A presença do cacau não se faz em longos tratados, mas mantém suas pistas no discurso literário, como a indicar sua presença constante, mesmo que ornamental: “Um caminho, alargado de novo, levava por entre o canaranal ao terreiro da casa afogada nos cacaueiros e abieiros.” (“Terra Caída”, p. 64).

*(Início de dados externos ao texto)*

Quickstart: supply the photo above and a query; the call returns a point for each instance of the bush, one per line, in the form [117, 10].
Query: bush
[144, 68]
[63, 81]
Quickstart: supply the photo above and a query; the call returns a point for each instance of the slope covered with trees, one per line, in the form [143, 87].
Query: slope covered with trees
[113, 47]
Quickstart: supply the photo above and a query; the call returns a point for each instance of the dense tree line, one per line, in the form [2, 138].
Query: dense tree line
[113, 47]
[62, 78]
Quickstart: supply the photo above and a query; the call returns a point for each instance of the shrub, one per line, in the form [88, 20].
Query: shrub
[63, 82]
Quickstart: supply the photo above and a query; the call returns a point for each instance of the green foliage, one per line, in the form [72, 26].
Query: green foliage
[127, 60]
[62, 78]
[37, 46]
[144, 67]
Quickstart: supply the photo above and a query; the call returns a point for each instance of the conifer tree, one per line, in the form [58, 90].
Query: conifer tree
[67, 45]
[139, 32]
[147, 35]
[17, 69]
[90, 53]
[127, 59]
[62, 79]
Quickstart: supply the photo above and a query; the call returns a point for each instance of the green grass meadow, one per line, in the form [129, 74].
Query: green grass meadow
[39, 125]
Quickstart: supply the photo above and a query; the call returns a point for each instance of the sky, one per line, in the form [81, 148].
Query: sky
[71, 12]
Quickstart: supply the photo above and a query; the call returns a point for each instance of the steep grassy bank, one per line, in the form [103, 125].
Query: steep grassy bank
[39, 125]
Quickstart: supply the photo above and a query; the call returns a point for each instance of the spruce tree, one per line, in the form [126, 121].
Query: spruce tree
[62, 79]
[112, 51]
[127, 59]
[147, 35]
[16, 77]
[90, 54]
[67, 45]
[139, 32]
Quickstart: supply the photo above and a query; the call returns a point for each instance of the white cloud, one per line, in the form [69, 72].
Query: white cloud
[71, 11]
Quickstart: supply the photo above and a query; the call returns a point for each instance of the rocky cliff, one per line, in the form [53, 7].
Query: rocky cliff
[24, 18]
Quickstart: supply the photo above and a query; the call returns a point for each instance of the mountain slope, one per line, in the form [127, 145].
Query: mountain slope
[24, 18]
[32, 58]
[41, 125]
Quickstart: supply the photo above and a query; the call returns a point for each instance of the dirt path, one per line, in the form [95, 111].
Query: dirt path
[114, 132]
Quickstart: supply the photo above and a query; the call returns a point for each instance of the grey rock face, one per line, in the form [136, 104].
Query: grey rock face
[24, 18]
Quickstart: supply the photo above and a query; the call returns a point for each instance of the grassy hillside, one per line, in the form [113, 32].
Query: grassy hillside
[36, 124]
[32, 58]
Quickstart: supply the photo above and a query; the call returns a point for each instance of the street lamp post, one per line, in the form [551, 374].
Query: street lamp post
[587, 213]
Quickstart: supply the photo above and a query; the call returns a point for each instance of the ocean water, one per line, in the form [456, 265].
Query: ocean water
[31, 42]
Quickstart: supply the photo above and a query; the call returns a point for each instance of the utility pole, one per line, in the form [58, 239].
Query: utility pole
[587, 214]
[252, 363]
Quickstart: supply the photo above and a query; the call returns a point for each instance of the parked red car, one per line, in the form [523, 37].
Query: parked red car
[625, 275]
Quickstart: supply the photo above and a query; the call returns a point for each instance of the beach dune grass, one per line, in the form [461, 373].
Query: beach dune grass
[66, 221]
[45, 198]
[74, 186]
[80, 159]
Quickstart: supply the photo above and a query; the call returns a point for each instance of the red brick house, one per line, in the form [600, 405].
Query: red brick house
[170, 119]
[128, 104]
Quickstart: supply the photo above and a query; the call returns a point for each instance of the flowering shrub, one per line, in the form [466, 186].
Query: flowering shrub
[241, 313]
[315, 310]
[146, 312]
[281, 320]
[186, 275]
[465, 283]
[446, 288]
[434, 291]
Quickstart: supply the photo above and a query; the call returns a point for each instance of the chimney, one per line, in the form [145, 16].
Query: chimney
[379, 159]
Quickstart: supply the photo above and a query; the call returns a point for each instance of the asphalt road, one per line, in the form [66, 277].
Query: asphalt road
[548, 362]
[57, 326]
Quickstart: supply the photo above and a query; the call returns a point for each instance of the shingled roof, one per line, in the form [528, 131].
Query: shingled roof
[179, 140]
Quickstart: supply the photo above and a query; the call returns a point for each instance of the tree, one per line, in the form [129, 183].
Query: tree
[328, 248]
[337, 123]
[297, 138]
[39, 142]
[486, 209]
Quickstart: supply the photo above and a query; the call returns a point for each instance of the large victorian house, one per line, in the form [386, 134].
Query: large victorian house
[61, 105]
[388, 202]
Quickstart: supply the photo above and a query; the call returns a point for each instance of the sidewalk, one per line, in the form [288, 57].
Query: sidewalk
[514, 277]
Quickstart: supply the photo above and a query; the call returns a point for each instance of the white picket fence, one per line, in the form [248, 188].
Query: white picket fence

Mais à frente, outra função: “Por baixo dos cacaueiros grupos de redes, onde alguns convivas tresnoitados e mais lassos recuperavam forças.” (p. 65) Ora ressurge como elemento da cultura alimentar: “Caboclas, velhas algumas, embalavam os filhos ou netos, outras, à beira do fogo esperto, preparavam o cacau e o café.” (p. 64)

No final do conto “Os inimigos” [SNA], Pau d’Arco é tomada por um fogo provocado por incendiários. Parte das labaredas avança no sentido de um cacaueiro, o que

prorrompe a interpretação do apagamento de um ciclo sobreposto por um ciclo de fogo incontrolável. A prática da queimada nos roçados já havia sido descrita por Alberto Rangel em “Terra caída” [INV], sem ganhar essa conotação de crime cometido contra a natureza, porque a floresta tem seus mecanismos de defesa: “Parece que o delírio da chama vai converter num só mar ígneo os plainos de em torno. E nada subsistirá. Nem mais uma verde copa de árvore nessa algara de fogo... Mas, a floresta defende-se com a umidade.” (p. 62)

Em “Os inimigos” [SNA], o fogo a avançar por sobre o cacaual liga-se à imagem da fumaça dos defumadores da borracha em meio à floresta. O “mar ígneo” metaforizado por Rangel participa do infernismo que caracteriza essa literatura amazônica.